Kinshasa : face à l'anarchie routière, le VPM de l'Intérieur veut remettre de l'ordre dans les rangs de la PCR
Le vice-premier ministre de l'Intérieur, Sécurité, Décentralisation et Affaires Coutumières, Jacquemain Shabani, a présidé ce lundi 5 mai, à Sultani River, la cérémonie d'ouverture officielle de l’atelier de renforcement des capacités destiné aux inspecteurs de l’Inspection générale de la police ainsi qu’aux cadres de la Police de la Circulation Routière (PCR) du commissariat provincial de Kinshasa. Par cette occasion le VPM de l’Intérieur n’a pas caché son indignation face à la situation actuelle : « la circulation routière ne me rassure pas, elle ne sécurise plus personne », a-t-il lancé, dénonçant l’absence de sanctions internes et le laisser-aller généralisé au sein des unités responsables de la circulation.

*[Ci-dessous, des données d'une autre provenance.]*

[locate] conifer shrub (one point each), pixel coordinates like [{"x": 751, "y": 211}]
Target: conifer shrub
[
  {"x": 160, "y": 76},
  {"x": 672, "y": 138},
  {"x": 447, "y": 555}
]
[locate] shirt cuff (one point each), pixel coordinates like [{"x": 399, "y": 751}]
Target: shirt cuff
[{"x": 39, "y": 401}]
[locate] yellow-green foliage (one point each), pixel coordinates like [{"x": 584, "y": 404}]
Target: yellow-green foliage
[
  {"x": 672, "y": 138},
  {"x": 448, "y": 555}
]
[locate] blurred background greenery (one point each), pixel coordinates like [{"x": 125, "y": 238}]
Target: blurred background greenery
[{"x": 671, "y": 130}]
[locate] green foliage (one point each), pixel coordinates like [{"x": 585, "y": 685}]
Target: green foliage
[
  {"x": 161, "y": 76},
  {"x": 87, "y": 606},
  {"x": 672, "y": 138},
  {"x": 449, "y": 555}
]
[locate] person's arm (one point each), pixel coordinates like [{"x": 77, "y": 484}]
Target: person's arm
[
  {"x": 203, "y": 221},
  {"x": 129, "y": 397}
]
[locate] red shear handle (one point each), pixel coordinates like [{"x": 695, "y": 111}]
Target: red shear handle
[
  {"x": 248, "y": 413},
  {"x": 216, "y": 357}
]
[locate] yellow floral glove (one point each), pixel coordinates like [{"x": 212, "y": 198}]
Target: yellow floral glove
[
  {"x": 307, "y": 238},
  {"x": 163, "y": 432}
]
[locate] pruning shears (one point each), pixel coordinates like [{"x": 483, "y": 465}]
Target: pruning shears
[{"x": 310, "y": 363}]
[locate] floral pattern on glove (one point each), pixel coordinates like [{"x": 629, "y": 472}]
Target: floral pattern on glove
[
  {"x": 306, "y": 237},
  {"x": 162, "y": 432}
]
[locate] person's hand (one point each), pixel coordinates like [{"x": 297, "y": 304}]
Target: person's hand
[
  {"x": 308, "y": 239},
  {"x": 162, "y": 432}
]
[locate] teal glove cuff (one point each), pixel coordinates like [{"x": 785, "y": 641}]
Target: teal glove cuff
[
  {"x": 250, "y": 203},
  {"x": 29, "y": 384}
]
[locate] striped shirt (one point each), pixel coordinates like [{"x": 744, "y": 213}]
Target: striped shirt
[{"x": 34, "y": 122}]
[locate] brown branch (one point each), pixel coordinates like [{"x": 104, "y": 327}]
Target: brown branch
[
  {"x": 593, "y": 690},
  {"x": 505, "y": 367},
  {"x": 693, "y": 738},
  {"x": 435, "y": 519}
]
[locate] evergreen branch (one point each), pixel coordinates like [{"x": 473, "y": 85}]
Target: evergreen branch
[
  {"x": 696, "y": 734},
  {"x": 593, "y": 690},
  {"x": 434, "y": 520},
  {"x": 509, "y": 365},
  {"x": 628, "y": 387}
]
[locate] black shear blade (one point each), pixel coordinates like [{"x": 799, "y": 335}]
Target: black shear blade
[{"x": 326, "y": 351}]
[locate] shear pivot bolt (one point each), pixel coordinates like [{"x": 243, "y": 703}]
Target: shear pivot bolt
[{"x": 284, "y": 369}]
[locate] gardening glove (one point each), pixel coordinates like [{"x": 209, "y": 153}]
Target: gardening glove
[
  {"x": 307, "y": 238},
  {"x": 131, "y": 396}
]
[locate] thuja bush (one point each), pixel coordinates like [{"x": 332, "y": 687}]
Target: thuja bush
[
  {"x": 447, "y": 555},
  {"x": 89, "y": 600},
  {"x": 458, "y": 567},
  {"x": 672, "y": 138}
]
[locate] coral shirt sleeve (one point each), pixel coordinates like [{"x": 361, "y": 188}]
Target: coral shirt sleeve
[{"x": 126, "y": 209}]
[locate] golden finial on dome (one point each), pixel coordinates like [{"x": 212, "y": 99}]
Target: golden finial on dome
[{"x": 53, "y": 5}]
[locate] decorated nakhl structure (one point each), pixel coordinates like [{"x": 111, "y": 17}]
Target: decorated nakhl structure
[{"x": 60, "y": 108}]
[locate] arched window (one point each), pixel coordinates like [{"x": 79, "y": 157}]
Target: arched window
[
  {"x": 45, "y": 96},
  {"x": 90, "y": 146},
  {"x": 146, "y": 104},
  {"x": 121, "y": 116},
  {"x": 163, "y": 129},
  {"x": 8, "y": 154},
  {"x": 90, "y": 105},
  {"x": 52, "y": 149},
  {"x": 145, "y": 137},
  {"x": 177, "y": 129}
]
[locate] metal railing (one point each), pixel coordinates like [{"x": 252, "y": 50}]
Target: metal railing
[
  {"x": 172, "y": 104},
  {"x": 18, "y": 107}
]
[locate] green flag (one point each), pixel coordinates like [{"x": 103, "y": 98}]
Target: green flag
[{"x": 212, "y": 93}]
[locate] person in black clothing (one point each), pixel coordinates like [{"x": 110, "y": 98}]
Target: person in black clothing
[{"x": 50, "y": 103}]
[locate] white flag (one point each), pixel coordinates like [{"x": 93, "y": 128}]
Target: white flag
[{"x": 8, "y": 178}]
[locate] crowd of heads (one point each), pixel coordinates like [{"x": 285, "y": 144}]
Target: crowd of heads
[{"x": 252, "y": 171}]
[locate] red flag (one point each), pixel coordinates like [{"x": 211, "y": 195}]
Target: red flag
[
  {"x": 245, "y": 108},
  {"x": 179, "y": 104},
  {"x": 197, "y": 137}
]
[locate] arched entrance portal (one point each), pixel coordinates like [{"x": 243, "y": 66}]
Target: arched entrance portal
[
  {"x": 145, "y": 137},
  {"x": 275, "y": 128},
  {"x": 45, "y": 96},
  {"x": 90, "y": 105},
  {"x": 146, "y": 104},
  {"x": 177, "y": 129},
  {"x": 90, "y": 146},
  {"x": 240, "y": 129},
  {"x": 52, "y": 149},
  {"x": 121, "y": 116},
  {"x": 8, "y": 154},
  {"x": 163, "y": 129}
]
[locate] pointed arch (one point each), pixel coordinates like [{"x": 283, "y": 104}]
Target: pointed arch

Cette rencontre vise à améliorer les performances et l’intégrité des agents en charge de la régulation du trafic urbain, dans un contexte où la circulation routière dans la capitale congolaise est marquée par un désordre persistant et inquiétant suite aux embouteillages, brutalités contre les usagers et le phénomène des "tontines" illégales (communément appelées likelemba ou madesu ya bana) et le racket organisé en lien avec certaines hiérarchies internes, constituent une menace grave à la vision du Chef de l’État, Félix-Antoine Tshisekedi Tshilombo, qui milite pour un État de droit, dénonce Jacquemain Shabani.
Le vice-premier ministre a souligné que la régulation routière n’était plus perçue comme un service de sécurité publique, mais plutôt comme un facteur d’insécurité et de désordre, avec des conséquences directes sur la vie des citoyens, la fluidité du trafic, et l’image de la police nationale. Sur ce, le VPM de l'Intérieur a appelé à une refonte de la discipline interne, à un suivi rigoureux des agents sur le terrain et à l’instauration d’une culture de responsabilité. Il a aussi encouragé les inspecteurs à faire preuve de professionnalisme et d’exemplarité dans leurs fonctions. Cet atelier marque ainsi le début d’un nouveau cycle de réforme interne pour la PCR, dans le cadre plus large d’un projet de modernisation de la police urbaine engagé par le gouvernement.